Understanding the Literature - The Structural Causal Model
Causal graphs facilitate testing of model-data consistency, but not the testing of counterfactual causal assumptions.
Figure 7.1. Many ecologists (like myself) were first exposed to Judea Pearl's system and many ecologists may not even be familiar with the Potential Outcomes model or the idea that the two systems have been hybridized. Pearl's representations implied that mechanistic knowledge can be used to make confident assumptions. Typically, his presentations assumed the true model was known and showed how, given that information, conditional independence tests could allow for the evaluation of certain, but not all, assumptions to identify causal effects.

In the early days, Pearl interacted extensively with the Structural Equation Modeling crowd with the intention of providing a theoretical basis for identifying causal effects. A major focus was on conditional independence testing (e.g., using d-separation) to allow scientists to statistically test data-model consistency. This is not a test of model assumptions however.
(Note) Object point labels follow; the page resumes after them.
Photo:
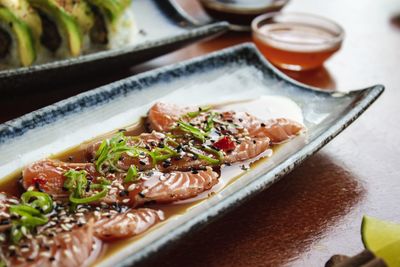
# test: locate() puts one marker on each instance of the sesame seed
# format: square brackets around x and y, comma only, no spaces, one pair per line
[132,187]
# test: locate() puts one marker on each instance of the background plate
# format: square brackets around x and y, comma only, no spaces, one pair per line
[239,72]
[162,29]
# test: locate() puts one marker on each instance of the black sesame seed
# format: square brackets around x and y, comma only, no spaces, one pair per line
[4,222]
[123,193]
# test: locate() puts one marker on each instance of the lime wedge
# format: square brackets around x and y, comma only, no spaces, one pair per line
[382,238]
[390,254]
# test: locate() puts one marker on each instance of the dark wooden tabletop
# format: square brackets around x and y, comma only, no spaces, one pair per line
[316,210]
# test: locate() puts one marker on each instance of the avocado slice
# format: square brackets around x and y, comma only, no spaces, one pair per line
[23,36]
[66,22]
[106,14]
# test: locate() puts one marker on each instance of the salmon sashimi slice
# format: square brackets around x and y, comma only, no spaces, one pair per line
[127,224]
[248,149]
[184,159]
[48,175]
[67,249]
[162,187]
[5,216]
[174,186]
[278,130]
[164,117]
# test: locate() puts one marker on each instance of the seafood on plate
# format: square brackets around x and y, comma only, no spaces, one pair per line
[69,209]
[38,31]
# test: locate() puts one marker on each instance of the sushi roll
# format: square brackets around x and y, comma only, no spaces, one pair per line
[65,23]
[39,31]
[20,28]
[114,24]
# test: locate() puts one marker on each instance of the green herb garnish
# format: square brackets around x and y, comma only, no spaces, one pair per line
[111,150]
[196,132]
[132,174]
[210,122]
[31,213]
[194,114]
[210,160]
[77,184]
Causal Graphs Subjected to Counterfactual Requirements

Figure 7. 2. Generalized to pure graphs and subjected to the perfection requirements for counterfactual causal effects (Fig. 6.3), the causal inference paradigm assumes there is no way to know that there are no omitted confounders and thus the potential for confounding cannot be tested. The result is that SCM is considered to be equivalent to PO in terms of requirements and the only practical way to move forward is to adjust data sets to eliminate generic sources of confounding using data purification strategies.
I again show Figure 6.2 below to illustrate what the fusion of PO and SCM has turned into.

Figure 6.2. Representation of the challenge of statistical causal inference in observational data (modified from Dee et al. 2023). The theoretical requirement is to obtain a perfectly unbiased estimate of the effect of X on Y, β. Confounding variables U pose a pervasive threat to that goal that must be addressed. Z refers to an alternative method for bias control using instrumental variables.
Thus, the suggestion to "First Create a DAG" does not imply the same evidential process and requirements within the Causal Inference Paradigm of today as it seemed to in Pearl's original presentations. Rather, conditional independence is now seen as a causal assumption rather than a statistical test. DAGs are now used to interrogate untestable assumptions in a perfection-seeking process (see Figure 6.2).
Further, neither PO nor the SCM produce transportable causal knowledge because counterfactual causal effects are data summary products and not directly linked to mechanistic structures and processes, which are potentially transportable entities that exist independent of the data. For that ambition, I believe we need to rely on the Multi-Evidence Paradigm.
So, I would recommend, "First Conduct a Causal Knowledge Analysis."